Yokozuna Hakuho of Mongolia won the Autumn Grand Sumo Tournament on Sept. 28 to capture his 31st Emperor’s Cup while furthering his status as one of the greatest wrestlers in the history of the sport.

In the day’s final bout at Tokyo’s Ryogoku Kokugikan, Hakuho sprang free from Kakuryu’s right-hand grip to the belt and threw his fellow compatriot and grand champion down to improve to 14-1. Kakuryu fell to 11-4.

With the win, Hakuho moves into a tie with yokozuna great Chiyonofuji and is just one behind sumo legend Taiho for the most championships.

“I’m very relieved,” the 29-year-old Hakuho said. “I watched (Chiyonofuji) when I was young and always aspired to be a wrestler like him so I am very happy.”

When asked about the prospect of equaling and surpassing Taiho’s mark for the most titles, Hakuho replied, “I just want to relax and savor this win for a while.”

Hakuho made sure there was no extra title-deciding bout with upstart Mongolian Ichinojo, who won earlier to keep his title hopes alive. Ichinojo needed Hakuho to lose to send the tournament to a playoff.

But Hakuho held a 32-4 advantage over Kakuryu heading into the day’s final bout so it was going to be a tall order from the outset.

Still, it was an impressive outing for makuuchi division debutante Ichinojo, who stunned the sumo world with his meteoric rise up the leaderboard.

Maegashira No. 10 Ichinojo kept his title hopes alive when he got both arms around Aminishiki and waltzed the veteran grappler out to improve to 13-2.

The 21-year-old Ichinojo attended high school in Tottori Prefecture after moving to Japan from Mongolia.
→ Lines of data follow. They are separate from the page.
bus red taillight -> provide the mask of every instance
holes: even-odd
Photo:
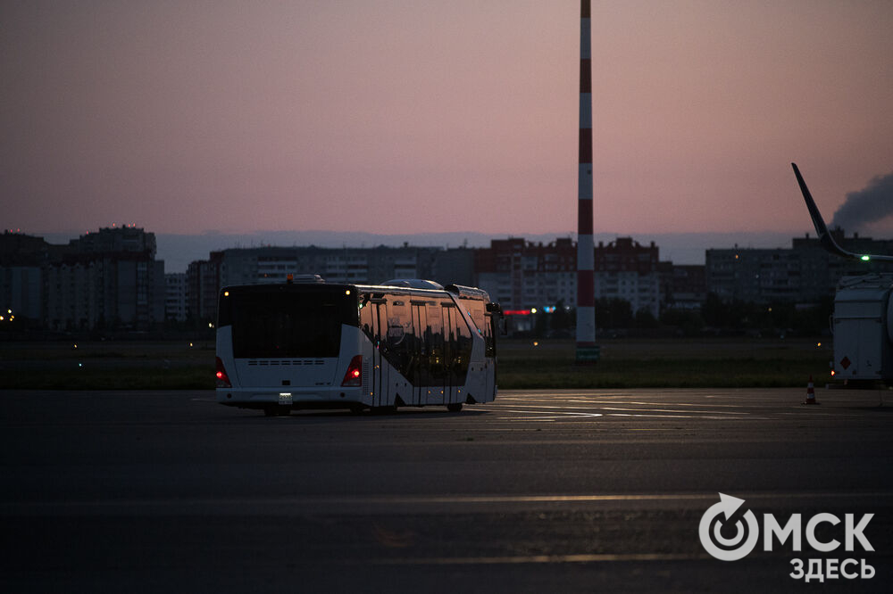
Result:
[[[357,388],[363,385],[363,355],[357,355],[350,359],[347,372],[344,375],[342,386]]]
[[[230,383],[230,376],[226,375],[226,369],[223,367],[223,361],[221,360],[220,357],[217,358],[217,387],[232,387],[232,384]]]

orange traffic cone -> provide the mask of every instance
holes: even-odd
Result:
[[[804,404],[818,404],[815,401],[815,388],[813,386],[813,376],[809,376],[809,384],[806,384],[806,400],[803,401]]]

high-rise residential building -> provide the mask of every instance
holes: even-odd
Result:
[[[164,262],[154,234],[99,229],[52,245],[4,234],[0,299],[50,330],[145,330],[164,320]]]

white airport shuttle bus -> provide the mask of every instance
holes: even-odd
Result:
[[[217,401],[267,415],[389,410],[496,398],[499,305],[486,292],[421,280],[225,287]]]

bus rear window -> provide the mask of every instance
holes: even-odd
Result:
[[[338,357],[341,326],[357,326],[344,289],[233,291],[228,305],[237,359]]]

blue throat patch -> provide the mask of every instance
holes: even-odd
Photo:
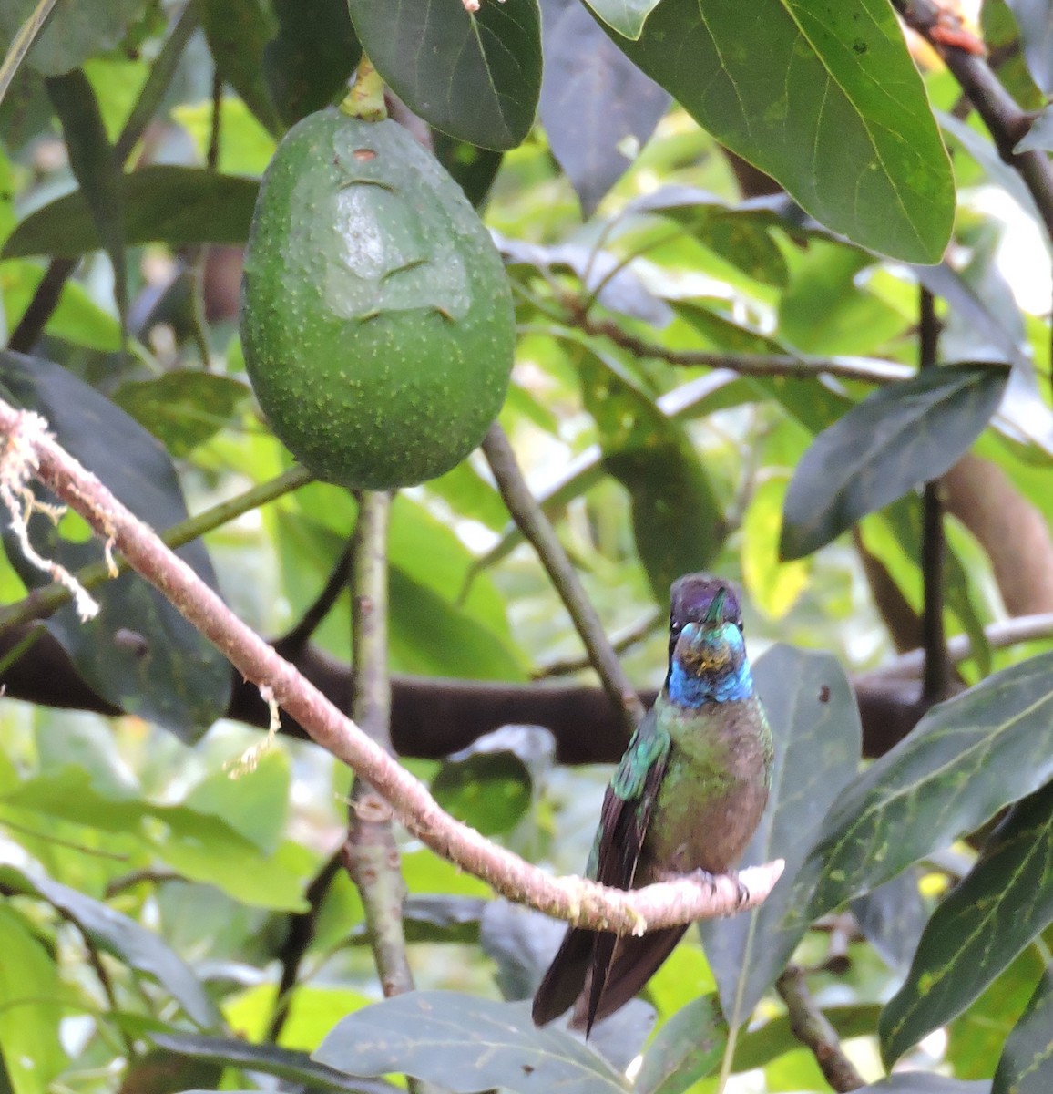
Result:
[[[690,624],[688,626],[691,626]],[[714,636],[716,642],[741,644],[742,637],[734,624],[727,637]],[[722,631],[724,628],[722,628]],[[734,636],[730,631],[734,631]],[[667,685],[669,698],[678,707],[701,707],[706,702],[734,702],[748,699],[753,694],[753,677],[749,671],[749,660],[744,655],[737,666],[728,664],[723,672],[692,673],[685,668],[679,657],[674,655]]]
He won the juryo division championship at the summer tourney. He then went 13-2 as a juryo in the Nagoya tournament in July.

Ichinojo was bidding to become the first wrestler to win a title in his debut in the elite level since Ryogoku did so in 1914 at the summer tournament.

For his efforts, Ichinojo was awarded an Outstanding Performance Prize and a Fighting Spirit Prize.

Aminishiki, a sixth-ranked maegashira, finished with an impressive 10-5 record.

In other major bouts, Goeido wrapped up a winning record in his ozeki debut when he shoved out sekiwake Takekaze to improve to 8-7. Takekaze fell to 7-8.

Maegashira No. 8 Tochiozan put the finishing touches on a superb showing when he beat fourth-ranked Takarafuji (8-7) to close out the tournament with an 11-4 record.

Egypt’s Osunaarashi, a maegashira No. 4, shoved out crowd favorite Endo to improve to 7-8. Top maegashira Endo has struggled mightily at the autumn meet and finished with an unflattering 3-12 record.

Fifth-ranked maegashira Toyohibiki secured a winning record of 8-7 when he upended komusubi Jokoryu, who finished with a 4-11 record.